It is worth noting that, in the earlier mentioned case 10 Human Rights Organisations, the ECtHR had an opportunity to consider the role of the IPT as a special tribunal. In that judgment, the ECtHR found that the IPT amounted to an “effective remedy”, capable of offering redress to applicants complaining of both specific incidences of surveillance and the general Convention compliance of surveillance regimes. In the absence of criticism against the IPT from the ECtHR, the Supreme Court’s reasoning was largely insulated from Convention considerations, and was wholly the result of domestic judicial analysis. Of course, the Supreme Court’s judgment struck at the heart of the IPT’s founding legislation - the Regulation of Investigatory Powers Act 2000 (RIPA) - , which included an ouster clause removing the supervisory jurisdiction of the High Court. While recognising Parliament’s concerns that High Court proceedings presented an unacceptable risk that secret material would be disclosed, the Supreme Court nonetheless found that the ouster clause only applied to appeals made on the merits, not judicial review actions.
The 2019 Supreme Court ruling is only one of many instances where the UK courts reached conclusions with far-reaching implications for human rights with little reference to ECtHR jurisprudence. Earlier this year, the High Court agreed with us that the use of general warrants by the government was unlawful. The ruling, which altogether avoided consideration of the compatibility of general warrants with Article 8, instead based its analysis and conclusion on 250 years of common law.

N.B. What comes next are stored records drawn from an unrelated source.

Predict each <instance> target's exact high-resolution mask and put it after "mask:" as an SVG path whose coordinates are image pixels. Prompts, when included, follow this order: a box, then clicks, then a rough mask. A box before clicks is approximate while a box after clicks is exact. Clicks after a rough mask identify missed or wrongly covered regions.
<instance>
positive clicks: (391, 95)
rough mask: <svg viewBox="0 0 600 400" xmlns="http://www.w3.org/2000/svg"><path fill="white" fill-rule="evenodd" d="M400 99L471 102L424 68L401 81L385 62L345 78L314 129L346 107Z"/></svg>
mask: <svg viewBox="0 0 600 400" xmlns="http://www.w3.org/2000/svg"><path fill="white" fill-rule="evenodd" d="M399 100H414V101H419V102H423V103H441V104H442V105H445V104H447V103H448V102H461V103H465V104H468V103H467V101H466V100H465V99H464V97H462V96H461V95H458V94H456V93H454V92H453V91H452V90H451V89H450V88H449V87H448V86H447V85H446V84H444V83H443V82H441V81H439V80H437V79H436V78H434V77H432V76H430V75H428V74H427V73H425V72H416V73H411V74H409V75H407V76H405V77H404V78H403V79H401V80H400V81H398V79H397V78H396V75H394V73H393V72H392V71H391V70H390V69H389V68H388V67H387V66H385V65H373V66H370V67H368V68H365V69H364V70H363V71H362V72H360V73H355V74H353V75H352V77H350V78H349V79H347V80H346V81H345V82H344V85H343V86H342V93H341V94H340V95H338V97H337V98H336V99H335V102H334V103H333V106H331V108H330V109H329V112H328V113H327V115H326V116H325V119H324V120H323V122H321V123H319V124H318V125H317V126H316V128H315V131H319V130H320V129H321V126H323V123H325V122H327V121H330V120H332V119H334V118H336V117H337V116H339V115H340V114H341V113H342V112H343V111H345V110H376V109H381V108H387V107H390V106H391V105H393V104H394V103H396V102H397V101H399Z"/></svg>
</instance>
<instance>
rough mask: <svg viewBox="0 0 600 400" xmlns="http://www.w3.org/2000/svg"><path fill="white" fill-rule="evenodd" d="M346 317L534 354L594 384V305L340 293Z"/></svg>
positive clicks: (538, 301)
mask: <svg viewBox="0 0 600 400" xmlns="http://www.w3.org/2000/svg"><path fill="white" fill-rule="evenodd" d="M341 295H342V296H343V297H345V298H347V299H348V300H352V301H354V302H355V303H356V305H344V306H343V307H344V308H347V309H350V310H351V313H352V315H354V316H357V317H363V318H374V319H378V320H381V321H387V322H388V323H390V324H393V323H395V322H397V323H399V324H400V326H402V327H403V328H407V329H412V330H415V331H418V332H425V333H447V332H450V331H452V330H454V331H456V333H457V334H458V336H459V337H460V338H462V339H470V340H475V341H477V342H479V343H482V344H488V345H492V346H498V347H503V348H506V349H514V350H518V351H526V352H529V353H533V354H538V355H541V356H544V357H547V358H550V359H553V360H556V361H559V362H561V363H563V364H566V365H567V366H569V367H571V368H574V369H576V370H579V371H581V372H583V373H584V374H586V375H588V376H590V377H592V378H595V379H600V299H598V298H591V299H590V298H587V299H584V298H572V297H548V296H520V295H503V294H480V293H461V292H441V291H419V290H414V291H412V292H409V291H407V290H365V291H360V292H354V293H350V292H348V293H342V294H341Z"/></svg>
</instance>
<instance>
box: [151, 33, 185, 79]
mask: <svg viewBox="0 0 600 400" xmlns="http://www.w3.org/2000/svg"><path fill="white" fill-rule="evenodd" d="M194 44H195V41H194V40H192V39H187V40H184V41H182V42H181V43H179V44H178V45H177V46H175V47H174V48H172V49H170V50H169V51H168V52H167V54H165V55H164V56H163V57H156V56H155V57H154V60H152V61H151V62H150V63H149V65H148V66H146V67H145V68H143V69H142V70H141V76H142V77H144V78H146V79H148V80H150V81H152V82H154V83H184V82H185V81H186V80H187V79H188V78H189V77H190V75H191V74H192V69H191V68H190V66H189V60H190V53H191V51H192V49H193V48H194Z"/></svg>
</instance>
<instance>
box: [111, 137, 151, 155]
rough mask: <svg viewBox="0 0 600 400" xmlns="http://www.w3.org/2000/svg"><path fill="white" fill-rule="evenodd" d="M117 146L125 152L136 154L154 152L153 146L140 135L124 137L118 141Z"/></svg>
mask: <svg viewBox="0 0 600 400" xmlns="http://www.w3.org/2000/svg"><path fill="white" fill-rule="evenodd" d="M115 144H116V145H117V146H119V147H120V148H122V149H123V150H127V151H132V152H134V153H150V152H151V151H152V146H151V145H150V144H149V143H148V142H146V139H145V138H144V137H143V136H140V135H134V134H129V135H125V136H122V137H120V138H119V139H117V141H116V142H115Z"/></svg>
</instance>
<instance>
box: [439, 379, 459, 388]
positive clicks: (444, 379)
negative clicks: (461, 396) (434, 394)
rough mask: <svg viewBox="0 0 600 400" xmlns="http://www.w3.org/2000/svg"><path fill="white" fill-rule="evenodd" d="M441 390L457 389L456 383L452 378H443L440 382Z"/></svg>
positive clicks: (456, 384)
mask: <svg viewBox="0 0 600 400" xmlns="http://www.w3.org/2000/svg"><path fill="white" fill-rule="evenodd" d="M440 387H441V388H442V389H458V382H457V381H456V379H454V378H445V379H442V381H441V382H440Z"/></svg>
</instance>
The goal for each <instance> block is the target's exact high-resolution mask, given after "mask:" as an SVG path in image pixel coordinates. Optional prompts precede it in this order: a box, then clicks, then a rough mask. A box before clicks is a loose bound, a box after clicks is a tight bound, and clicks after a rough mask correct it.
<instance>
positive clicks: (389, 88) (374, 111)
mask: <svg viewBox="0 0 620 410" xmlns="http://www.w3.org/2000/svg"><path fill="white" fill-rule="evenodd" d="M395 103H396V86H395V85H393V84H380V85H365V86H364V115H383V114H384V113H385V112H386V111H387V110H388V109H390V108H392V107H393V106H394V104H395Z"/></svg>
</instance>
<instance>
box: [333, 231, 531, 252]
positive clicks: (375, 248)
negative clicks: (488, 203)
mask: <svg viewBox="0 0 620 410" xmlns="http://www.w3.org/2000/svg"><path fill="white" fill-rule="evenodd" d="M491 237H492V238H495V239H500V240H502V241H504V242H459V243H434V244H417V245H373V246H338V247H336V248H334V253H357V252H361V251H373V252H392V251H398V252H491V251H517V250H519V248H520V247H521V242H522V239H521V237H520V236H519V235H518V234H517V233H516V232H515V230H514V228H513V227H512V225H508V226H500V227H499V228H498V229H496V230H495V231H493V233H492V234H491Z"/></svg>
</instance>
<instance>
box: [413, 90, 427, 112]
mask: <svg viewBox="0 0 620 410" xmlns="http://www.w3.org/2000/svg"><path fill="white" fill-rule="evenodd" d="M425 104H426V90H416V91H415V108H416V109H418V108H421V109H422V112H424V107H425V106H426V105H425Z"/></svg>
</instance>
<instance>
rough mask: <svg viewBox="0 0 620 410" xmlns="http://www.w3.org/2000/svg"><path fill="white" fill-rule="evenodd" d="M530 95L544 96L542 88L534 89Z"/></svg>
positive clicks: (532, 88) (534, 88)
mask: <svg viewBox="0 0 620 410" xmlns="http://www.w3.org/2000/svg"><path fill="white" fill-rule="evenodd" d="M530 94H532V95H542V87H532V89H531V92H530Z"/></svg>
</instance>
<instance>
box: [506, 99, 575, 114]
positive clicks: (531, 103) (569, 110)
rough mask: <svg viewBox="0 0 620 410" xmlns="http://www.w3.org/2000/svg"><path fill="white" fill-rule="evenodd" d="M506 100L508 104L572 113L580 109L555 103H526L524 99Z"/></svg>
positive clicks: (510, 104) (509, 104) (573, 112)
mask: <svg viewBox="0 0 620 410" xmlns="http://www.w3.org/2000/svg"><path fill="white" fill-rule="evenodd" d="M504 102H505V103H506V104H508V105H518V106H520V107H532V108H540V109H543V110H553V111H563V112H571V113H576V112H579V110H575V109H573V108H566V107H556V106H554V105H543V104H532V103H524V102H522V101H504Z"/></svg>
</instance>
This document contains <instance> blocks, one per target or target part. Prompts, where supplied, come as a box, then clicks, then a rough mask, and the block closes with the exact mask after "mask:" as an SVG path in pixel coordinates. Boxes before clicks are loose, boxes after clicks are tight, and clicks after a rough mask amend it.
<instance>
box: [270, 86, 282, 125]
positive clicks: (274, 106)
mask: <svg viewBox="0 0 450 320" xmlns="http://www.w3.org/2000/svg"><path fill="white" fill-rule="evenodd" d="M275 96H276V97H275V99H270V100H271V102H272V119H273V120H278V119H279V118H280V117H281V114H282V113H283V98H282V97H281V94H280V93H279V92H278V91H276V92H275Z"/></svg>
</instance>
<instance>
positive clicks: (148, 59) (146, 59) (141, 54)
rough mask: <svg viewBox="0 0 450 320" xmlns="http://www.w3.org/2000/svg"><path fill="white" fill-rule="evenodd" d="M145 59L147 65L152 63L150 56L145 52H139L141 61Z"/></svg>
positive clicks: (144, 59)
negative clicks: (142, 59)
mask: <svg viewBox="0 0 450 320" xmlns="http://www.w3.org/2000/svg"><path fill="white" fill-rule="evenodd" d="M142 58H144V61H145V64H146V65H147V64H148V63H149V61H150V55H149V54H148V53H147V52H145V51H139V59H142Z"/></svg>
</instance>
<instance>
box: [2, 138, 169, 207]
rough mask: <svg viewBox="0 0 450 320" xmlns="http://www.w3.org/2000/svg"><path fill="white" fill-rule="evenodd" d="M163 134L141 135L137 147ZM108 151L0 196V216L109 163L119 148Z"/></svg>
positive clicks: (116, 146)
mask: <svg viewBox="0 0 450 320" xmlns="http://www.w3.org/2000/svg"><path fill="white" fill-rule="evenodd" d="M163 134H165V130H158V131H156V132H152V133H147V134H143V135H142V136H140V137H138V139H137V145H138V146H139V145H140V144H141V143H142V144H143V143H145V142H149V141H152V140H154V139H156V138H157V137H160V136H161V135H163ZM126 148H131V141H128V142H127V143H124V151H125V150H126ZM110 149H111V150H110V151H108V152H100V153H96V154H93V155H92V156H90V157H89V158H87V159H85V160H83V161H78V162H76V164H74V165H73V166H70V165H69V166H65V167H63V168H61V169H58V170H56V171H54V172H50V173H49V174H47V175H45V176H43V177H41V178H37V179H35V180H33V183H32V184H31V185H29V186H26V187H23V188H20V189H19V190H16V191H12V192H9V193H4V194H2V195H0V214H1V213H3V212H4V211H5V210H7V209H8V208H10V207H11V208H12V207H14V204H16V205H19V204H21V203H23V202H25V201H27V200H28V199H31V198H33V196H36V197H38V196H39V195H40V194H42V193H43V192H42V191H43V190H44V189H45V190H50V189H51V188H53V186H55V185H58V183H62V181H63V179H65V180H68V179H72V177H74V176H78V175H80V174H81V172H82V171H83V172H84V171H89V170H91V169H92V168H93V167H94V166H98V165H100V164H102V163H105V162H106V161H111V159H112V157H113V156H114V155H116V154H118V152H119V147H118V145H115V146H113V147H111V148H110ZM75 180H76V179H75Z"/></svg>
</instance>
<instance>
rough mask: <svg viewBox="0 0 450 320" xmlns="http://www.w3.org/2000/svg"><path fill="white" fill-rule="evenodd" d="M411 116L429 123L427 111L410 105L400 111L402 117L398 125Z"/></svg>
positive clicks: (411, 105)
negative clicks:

Having established that judicial activism in the UK has multiple strands beyond the application of the European Convention, we move on to consider the specific benefits conveyed by the Human Rights Act, and our experience in availing ourselves of remedies at ECtHR level.
Why the Human Rights Act remains crucial
Perhaps the Human Rights Act’s greatest strength is that it creates an additional forum for cases raising human rights issues to be heard. It is crucial that this ability is not hampered by domestic courts.
Under the well-established deference doctrine, the ECtHR will seldom try an issue that has not first been addressed before the domestic courts. While this ensures that the exhaustion of domestic remedies rule is observed, it inevitably makes the ECtHR dependent on domestic judicial findings.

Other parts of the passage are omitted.